Così entra per due volte nel chiostro e per due volte ne esce. La terza volta finalmente è quella buona. Lucantonio rimane e diventa frate cappuccino assumendo il nome di Angelo. Ma anche dopo aver fatto la professione i problemi non finiscono. Come frate, si sente chiamato a predicare. Ma a quell’epoca la predicazione era piuttosto concettosa e barocca. Anche fra Angelo segue quel modello: compone una predica zeppa di citazioni dotte e di voli pindarici e se la impara a memoria.

Ma sul pulpito la memoria lo tradisce a metà della predica. Per l’aspirante predicatore e un fiasco che lo copre di ridicolo. Deluso e avvilito, fa ritorno nella sua città per meditare sulla sua vocazioni sbagliata. Quando è sul punto di scoraggiarsi sente una voce che gli dice: «Tu predicherai, ma in modo semplice e spoglio, senza artifici né sottigliezze».

Il cambio di passo nella predicazione

Fra Angelo cambia così registro, passando a una predicazione chiara, sincera e spontanea. La sua oratoria semplice e popolare conquista soprattutto le campagne. Diventa l’«apostolo del Mezzogiorno». Va a predicare soprattutto tra i «cafoni», che spesso si commuovono fino alle lacrime per le parole del cappuccino.

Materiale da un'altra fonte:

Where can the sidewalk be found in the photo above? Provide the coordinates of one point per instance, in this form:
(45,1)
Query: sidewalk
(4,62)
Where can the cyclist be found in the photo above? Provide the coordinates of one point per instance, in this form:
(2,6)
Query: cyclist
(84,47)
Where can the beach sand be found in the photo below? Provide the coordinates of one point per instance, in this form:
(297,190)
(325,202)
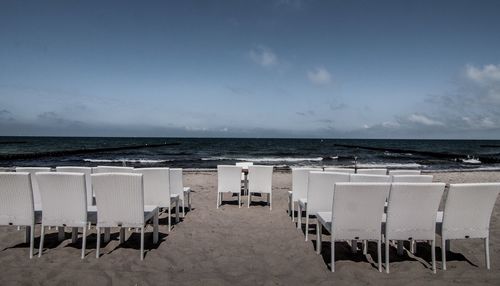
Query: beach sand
(241,246)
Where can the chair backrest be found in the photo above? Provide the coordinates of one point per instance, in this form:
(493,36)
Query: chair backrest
(412,210)
(112,169)
(156,183)
(299,182)
(320,188)
(372,171)
(412,178)
(340,170)
(88,180)
(404,172)
(176,183)
(468,209)
(228,179)
(357,210)
(360,178)
(244,165)
(16,199)
(260,179)
(34,184)
(64,198)
(120,199)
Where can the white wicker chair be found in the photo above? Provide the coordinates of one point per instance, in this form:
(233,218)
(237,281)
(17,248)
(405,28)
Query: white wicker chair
(320,189)
(467,214)
(16,204)
(260,180)
(157,191)
(411,214)
(88,179)
(228,181)
(34,184)
(299,190)
(64,199)
(356,215)
(177,187)
(120,203)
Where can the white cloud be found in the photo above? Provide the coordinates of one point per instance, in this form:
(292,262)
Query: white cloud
(319,76)
(424,120)
(483,75)
(264,56)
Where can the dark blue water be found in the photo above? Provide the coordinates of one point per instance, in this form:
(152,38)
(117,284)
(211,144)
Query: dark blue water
(209,152)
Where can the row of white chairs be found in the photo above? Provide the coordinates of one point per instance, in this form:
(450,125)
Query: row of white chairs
(259,181)
(172,185)
(299,193)
(357,213)
(119,197)
(62,195)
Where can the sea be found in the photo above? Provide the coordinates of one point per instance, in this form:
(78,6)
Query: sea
(207,153)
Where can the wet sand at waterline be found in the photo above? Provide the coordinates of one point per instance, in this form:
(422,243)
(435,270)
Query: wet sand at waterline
(241,246)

La fama di frate Angelo arriva fino a Napoli, dove lo fa chiamare il cardinale Pignatelli. Davanti al bel mondo della capitale partenopea si ripete però l’insuccesso iniziale del cappuccino, ma a parti invertite. La sua oratoria semplice e diretta sconcerta il raffinato uditorio venuto ad ascoltare il famoso padre cappuccino. E così poco alla volta la chiesa, affollata all’inizio della predica, finisce per svuotarsi completamente.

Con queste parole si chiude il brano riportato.